O Ministério Público de Minas Gerais (MPMG) encaminhou à Câmara Municipal de Brumadinho pedido de abertura de processo relacionado ao mandato do prefeito Gabriel Parreiras. A medida ocorreu após o chefe do Executivo não atender à recomendação que solicitava a exoneração do secretário de Governo, Guilherme Morais, apontado pelo órgão como inelegível.
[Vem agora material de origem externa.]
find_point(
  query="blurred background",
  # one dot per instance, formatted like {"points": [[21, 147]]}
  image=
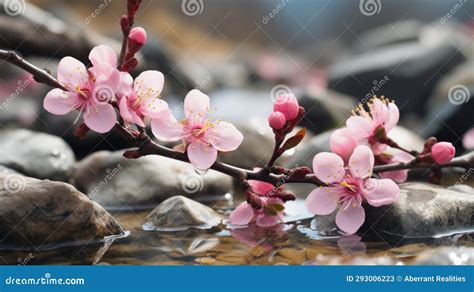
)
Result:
{"points": [[330, 54]]}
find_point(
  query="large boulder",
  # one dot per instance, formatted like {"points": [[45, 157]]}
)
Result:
{"points": [[35, 214], [116, 182], [36, 154]]}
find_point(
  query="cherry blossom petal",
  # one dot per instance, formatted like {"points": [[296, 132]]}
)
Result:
{"points": [[380, 192], [202, 156], [350, 219], [196, 105], [136, 119], [125, 86], [342, 143], [155, 108], [72, 73], [103, 54], [328, 167], [100, 118], [321, 201], [361, 162], [149, 84], [59, 102], [393, 117], [225, 137], [167, 128], [242, 215], [105, 86], [379, 112], [265, 220], [261, 187], [125, 111], [360, 127], [468, 139]]}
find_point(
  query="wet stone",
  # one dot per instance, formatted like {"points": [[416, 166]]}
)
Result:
{"points": [[116, 182], [181, 213], [36, 154], [38, 214]]}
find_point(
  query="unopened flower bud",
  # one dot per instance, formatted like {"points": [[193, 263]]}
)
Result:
{"points": [[276, 120], [138, 36]]}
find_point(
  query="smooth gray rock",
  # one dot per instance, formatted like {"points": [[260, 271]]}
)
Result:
{"points": [[116, 182], [36, 154], [35, 214], [423, 210], [181, 213]]}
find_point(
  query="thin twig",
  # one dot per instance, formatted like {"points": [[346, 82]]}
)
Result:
{"points": [[145, 146]]}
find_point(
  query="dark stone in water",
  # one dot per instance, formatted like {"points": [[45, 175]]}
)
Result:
{"points": [[181, 213], [36, 154], [38, 214]]}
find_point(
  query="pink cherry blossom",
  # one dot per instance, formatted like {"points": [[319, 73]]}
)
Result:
{"points": [[443, 152], [202, 137], [366, 127], [468, 139], [138, 35], [88, 91], [141, 99], [392, 155], [244, 213], [349, 187], [287, 105]]}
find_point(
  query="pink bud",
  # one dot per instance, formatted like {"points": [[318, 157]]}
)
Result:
{"points": [[138, 35], [276, 120], [287, 105], [443, 152]]}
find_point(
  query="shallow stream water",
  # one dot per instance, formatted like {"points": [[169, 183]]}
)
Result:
{"points": [[293, 243]]}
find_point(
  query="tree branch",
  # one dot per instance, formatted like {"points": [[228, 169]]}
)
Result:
{"points": [[145, 146]]}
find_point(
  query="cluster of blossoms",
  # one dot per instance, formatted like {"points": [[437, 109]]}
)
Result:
{"points": [[106, 95], [93, 92]]}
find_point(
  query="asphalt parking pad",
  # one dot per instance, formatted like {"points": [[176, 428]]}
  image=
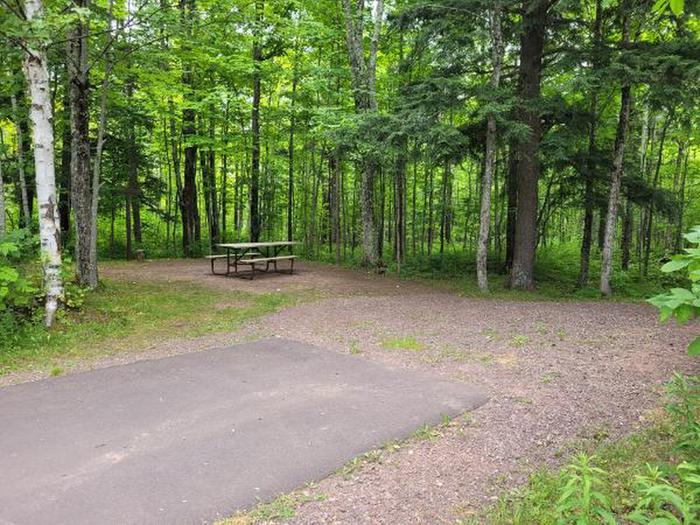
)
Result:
{"points": [[196, 437]]}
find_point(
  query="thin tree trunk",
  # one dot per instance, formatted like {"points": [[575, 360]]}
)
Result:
{"points": [[364, 91], [36, 72], [617, 169], [26, 219], [79, 96], [512, 205], [3, 227], [490, 155], [92, 276], [255, 127], [650, 215], [531, 48], [678, 244], [590, 164]]}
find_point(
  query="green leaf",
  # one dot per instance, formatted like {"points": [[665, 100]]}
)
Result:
{"points": [[675, 264], [694, 347], [677, 7], [684, 313]]}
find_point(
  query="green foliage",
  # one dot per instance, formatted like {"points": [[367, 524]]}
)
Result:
{"points": [[582, 500], [128, 316], [18, 294], [683, 303], [651, 477]]}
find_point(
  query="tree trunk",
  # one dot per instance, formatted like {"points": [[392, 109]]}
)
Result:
{"points": [[617, 168], [590, 163], [255, 127], [64, 175], [3, 227], [678, 244], [79, 96], [490, 154], [512, 205], [363, 73], [26, 217], [627, 228], [531, 47], [36, 73], [92, 277], [655, 182], [290, 176], [190, 223]]}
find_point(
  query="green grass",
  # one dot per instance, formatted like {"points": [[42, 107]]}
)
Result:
{"points": [[122, 316], [622, 460], [281, 508], [403, 343]]}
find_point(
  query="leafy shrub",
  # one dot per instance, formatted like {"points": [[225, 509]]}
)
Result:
{"points": [[683, 303], [17, 293]]}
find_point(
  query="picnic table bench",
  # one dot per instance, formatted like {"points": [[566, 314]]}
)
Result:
{"points": [[254, 255]]}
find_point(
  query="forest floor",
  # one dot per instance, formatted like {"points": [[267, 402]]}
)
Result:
{"points": [[558, 374]]}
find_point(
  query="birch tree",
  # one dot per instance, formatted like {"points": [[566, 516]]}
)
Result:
{"points": [[20, 162], [490, 161], [37, 75], [616, 173]]}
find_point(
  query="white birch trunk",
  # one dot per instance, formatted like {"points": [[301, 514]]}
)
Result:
{"points": [[490, 161], [20, 162], [36, 73]]}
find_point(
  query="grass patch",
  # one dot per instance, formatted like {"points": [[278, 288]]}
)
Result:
{"points": [[403, 343], [281, 508], [518, 341], [121, 316], [650, 476]]}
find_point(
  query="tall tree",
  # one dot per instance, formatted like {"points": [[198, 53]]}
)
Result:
{"points": [[617, 167], [36, 72], [490, 155], [532, 39], [364, 86], [26, 219], [588, 198]]}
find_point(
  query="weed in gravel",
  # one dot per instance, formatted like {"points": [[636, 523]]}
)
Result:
{"points": [[519, 340], [403, 343], [491, 334], [549, 377], [281, 508]]}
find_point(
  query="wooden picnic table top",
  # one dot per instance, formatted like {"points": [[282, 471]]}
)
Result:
{"points": [[248, 245]]}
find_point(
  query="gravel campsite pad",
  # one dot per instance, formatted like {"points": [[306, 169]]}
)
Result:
{"points": [[555, 373]]}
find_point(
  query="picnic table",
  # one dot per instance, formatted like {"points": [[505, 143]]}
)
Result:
{"points": [[257, 256]]}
Na última sexta-feira, 29 de maio, o MPMG recomendou que a administração municipal afastasse Morais do cargo, sob o entendimento de que a Lei Orgânica de Brumadinho impede a nomeação de pessoas inelegíveis para funções de secretário municipal.
Apesar da recomendação, a prefeitura optou por manter Guilherme Morais no posto. Diante da decisão, o Ministério Público enviou, nesta terça-feira 02 e junho, um ofício à Câmara solicitando a instauração do procedimento de cassação do prefeito.
O documento foi apresentado na forma de denúncia escrita, contendo a descrição dos fatos e as provas reunidas durante o inquérito civil. O MPMG também requer que o presidente da Câmara faça a leitura da denúncia na próxima sessão e submeta sua admissibilidade à apreciação do plenário.
Segundo o Ministério Público, ao nomear e manter Morais na função, mesmo diante da vedação prevista na Lei Orgânica e da recomendação formal para sua exoneração, o prefeito teria agido com dolo, ou seja, com conhecimento da ilegalidade apontada.
Para o órgão, cabe ao Poder Legislativo assegurar o cumprimento da Lei Orgânica municipal, que veda a ocupação de cargos políticos estratégicos por pessoas consideradas inelegíveis.
O prefeito de Brumadinho utilizou as redes sociais para comentar a recomendação encaminhada pelo Ministério Público à Câmara Municipal envolvendo a possível cassação de seu mandato. Durante o pronunciamento, ele afirmou que decidiu se manifestar para manter a população informada sobre o caso.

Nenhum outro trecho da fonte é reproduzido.